Date of Award

January 2018

Document Type


Degree Name

Master of Science (MS)


Petroleum Engineering

First Advisor

Minou Rabiei


As the preferential flow channels in the shale reservoir, the fracture systems including the natural micro-cracks and hydraulic fractures have received great attention from the whole energy industry worldwide. However, it is challenging to quantify the fracture systems in the shale rocks precisely because most of well-developed “histogram-based” image processing techniques cannot handle the case of small target segmentation. Because the fracture apertures are very thin, the over-segmentation or insufficient segmentation would lead to significant error in the quantification, including the fracture porosity, aperture, length, tortuosity etc., which would lead to serious mistakes to the property calculation.

In this research, two novel image processing methods are proposed. The self-adaptive image enhancement method employs incomplete beta function and simulated annealing algorithm to modify the grayscale intensity histogram. The contrast between the target and the background of the transformed gray image reaches the maximum. Also, “self-adaptive” means the enhancement process is specified by the input images. The comparison of segmentation results before and after the image enhancement show that the target becomes more obvious to the naked eyes and the precise fracture porosity of the test image is 4.02 %.

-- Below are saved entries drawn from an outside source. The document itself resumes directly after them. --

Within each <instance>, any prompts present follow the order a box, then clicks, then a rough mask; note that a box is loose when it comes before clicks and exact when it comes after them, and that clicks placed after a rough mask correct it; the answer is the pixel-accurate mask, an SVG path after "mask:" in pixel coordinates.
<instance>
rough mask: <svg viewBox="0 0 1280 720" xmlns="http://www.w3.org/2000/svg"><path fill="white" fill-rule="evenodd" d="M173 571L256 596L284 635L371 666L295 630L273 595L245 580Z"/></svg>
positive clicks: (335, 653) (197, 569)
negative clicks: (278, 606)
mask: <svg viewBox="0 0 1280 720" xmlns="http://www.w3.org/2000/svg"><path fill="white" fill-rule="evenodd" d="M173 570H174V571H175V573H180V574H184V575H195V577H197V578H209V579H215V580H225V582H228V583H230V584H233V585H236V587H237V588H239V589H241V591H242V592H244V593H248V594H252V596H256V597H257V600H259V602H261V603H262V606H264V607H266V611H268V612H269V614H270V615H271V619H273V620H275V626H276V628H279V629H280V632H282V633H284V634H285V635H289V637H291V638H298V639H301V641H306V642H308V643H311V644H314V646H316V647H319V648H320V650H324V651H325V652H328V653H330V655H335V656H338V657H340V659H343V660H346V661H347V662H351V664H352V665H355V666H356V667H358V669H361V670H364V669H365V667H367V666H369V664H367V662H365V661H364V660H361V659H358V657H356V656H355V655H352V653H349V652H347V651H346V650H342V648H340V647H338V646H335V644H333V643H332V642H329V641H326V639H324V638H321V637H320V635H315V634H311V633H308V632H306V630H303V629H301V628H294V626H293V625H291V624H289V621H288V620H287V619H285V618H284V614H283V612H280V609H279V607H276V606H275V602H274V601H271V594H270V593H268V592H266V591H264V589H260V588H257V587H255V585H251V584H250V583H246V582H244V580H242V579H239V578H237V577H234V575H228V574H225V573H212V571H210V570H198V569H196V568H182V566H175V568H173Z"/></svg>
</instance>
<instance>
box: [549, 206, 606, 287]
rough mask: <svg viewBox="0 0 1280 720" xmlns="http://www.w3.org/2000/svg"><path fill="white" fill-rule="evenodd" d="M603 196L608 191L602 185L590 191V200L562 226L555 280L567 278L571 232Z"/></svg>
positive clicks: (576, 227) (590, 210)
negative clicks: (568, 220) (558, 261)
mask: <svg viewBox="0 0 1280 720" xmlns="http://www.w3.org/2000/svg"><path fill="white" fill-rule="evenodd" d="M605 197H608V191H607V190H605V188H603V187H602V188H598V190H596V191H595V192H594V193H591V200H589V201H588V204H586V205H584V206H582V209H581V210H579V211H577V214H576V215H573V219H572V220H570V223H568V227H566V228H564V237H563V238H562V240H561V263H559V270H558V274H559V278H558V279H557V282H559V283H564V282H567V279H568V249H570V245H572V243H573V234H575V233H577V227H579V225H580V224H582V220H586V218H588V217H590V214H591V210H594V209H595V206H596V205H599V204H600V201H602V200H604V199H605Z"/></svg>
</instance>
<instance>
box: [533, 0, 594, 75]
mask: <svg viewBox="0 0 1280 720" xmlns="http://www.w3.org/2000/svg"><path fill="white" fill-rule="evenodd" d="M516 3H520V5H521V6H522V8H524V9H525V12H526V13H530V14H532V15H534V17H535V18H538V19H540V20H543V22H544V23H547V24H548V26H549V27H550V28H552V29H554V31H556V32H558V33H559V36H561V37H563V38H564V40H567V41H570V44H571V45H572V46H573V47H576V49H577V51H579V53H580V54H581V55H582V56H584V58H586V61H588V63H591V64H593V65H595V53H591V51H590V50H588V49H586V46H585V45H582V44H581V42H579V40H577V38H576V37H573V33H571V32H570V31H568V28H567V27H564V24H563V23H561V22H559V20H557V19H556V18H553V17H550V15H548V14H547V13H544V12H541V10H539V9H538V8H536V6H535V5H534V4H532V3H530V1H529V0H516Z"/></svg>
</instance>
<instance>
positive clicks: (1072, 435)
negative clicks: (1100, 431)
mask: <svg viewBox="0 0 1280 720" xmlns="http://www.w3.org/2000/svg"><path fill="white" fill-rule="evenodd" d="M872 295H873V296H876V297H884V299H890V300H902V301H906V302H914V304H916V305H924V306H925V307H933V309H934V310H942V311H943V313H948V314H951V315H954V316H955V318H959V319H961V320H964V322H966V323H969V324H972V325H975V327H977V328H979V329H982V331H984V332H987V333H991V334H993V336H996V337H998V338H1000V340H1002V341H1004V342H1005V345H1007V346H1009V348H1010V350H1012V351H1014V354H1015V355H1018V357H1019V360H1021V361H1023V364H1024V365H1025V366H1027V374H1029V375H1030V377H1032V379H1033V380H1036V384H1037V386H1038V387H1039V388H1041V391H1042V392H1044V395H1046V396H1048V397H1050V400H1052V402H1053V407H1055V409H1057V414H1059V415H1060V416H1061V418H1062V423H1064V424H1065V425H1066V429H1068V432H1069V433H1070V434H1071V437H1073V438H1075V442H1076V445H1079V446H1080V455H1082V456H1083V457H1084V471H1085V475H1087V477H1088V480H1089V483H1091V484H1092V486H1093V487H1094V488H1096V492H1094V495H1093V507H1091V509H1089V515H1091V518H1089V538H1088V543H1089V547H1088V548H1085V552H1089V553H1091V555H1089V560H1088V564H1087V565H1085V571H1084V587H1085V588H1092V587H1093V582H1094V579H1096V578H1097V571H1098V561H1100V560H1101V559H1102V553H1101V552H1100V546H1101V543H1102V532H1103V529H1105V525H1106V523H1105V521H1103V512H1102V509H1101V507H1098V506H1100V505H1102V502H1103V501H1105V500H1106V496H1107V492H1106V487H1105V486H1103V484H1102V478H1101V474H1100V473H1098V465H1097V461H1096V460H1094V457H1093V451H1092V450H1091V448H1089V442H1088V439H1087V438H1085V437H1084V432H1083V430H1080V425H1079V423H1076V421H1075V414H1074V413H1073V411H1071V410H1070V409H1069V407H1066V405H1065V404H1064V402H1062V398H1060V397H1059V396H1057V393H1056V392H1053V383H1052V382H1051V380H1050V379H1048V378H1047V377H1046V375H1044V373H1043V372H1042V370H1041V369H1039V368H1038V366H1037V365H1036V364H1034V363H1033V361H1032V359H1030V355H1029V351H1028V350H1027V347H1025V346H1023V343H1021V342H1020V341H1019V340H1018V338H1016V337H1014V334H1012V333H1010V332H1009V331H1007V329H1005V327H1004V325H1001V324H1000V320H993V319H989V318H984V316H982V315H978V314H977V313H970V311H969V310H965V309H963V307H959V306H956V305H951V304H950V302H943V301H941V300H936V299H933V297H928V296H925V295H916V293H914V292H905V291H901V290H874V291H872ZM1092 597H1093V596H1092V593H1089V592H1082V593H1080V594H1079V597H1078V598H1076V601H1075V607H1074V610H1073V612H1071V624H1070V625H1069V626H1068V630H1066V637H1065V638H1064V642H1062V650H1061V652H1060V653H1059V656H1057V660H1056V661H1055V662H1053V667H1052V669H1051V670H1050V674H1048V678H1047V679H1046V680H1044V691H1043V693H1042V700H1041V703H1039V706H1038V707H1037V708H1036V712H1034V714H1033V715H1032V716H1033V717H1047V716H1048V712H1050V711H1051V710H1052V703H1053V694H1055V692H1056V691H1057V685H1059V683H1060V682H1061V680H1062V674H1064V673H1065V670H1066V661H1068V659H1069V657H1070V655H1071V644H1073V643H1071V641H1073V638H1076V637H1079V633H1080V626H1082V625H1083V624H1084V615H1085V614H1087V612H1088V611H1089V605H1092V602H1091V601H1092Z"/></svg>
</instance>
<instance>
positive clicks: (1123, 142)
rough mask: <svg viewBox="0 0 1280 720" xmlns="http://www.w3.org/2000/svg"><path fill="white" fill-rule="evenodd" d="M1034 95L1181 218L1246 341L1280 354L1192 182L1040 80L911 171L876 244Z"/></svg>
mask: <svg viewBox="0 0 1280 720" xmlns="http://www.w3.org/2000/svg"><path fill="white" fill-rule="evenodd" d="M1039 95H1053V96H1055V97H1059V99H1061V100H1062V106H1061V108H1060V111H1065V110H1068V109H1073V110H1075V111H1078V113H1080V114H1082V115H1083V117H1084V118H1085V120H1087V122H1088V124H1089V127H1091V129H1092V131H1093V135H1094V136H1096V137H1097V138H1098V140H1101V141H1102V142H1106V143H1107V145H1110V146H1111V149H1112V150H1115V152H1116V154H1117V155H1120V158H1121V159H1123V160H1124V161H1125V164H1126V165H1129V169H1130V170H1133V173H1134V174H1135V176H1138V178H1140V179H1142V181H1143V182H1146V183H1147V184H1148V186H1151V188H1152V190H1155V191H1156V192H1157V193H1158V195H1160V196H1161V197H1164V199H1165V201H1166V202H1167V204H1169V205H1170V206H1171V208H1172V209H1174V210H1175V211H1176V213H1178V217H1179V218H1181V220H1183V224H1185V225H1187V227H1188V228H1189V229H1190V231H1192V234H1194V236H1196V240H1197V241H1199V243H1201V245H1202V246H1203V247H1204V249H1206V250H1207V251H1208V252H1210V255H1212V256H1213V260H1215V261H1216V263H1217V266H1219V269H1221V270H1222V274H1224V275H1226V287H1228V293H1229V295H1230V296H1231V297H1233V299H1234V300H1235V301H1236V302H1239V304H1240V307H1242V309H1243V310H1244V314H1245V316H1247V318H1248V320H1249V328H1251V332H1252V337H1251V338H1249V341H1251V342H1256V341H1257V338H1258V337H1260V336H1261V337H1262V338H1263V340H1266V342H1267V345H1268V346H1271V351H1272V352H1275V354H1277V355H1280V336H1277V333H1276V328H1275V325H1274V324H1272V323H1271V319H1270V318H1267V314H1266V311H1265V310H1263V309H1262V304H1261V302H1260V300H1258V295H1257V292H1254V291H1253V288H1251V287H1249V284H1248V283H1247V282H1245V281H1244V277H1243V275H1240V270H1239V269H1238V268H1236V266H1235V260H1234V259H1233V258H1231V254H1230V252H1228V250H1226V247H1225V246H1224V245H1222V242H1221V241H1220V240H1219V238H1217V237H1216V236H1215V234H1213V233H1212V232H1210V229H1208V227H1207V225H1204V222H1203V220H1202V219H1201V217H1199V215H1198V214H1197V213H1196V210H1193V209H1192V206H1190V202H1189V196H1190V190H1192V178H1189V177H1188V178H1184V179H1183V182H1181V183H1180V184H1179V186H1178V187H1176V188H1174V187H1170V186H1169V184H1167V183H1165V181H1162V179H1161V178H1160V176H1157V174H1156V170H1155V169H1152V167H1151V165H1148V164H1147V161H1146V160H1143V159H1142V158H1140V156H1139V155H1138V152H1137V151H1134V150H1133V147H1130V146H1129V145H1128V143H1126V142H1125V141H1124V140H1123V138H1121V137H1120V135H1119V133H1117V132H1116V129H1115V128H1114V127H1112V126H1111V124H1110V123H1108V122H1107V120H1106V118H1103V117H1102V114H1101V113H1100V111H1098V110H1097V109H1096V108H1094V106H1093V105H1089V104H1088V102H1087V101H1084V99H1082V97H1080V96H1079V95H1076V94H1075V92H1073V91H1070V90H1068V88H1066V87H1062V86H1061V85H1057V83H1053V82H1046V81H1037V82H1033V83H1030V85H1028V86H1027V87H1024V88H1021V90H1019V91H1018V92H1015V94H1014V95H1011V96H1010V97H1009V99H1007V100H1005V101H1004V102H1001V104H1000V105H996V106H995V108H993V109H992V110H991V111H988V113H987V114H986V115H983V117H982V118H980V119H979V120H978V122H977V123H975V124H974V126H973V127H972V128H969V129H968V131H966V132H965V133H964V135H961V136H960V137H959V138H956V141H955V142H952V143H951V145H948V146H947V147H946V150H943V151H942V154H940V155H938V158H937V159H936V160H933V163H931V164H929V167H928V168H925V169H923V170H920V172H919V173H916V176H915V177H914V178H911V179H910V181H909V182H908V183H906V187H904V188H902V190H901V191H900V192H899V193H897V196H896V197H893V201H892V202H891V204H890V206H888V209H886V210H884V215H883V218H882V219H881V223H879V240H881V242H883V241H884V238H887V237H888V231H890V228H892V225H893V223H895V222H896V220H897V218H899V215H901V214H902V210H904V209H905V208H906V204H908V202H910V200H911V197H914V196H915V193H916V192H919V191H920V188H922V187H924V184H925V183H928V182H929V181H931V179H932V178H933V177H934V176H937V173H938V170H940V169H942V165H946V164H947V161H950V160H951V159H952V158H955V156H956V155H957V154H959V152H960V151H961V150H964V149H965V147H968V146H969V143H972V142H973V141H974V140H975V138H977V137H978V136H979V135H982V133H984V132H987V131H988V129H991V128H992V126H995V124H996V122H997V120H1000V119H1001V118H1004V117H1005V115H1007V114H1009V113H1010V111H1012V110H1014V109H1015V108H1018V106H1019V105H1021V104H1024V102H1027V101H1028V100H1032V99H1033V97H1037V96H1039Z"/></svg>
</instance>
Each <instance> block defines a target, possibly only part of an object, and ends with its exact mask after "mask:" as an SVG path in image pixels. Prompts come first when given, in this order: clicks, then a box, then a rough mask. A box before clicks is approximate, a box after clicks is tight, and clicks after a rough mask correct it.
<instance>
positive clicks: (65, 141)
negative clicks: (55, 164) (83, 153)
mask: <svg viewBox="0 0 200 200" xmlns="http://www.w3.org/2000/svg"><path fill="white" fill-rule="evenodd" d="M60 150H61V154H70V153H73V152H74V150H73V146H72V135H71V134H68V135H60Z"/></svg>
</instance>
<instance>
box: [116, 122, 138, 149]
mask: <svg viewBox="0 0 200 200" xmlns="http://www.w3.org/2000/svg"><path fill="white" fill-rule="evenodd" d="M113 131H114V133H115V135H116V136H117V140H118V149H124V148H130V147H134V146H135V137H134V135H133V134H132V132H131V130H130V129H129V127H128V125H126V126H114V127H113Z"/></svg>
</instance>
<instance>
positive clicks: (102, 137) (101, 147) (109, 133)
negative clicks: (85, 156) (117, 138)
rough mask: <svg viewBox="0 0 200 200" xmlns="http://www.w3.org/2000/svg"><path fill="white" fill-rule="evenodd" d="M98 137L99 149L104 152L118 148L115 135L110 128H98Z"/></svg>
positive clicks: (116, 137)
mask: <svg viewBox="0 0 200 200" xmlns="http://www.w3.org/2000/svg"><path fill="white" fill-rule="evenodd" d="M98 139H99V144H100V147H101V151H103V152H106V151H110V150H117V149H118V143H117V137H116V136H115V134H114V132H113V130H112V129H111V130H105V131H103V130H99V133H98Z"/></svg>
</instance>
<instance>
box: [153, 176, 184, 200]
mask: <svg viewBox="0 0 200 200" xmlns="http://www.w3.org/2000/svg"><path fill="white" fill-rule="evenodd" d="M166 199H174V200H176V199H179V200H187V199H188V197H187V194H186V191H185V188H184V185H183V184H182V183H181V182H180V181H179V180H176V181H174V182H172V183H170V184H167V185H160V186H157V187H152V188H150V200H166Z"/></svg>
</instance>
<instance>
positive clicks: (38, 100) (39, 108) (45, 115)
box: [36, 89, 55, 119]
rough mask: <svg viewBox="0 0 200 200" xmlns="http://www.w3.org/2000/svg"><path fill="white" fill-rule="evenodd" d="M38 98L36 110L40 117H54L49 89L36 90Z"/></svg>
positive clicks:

The multi-stage image segmentation (MSS) method combines the global and local information of the image to finish the segmentation. The generated three-dimensional model provides visualization of the fracture systems existing in the core. Also, the important parameters of the fractures can be obtained, including aperture, length, tortuosity, and porosity. Compared with the real permeability from the core-flooding experiments, the permeability calculated from the MSS method has the minimum error of 22.1 %. The results show that the proposed methods in this research can be effective tools for the precise quantification of the thin fracture systems.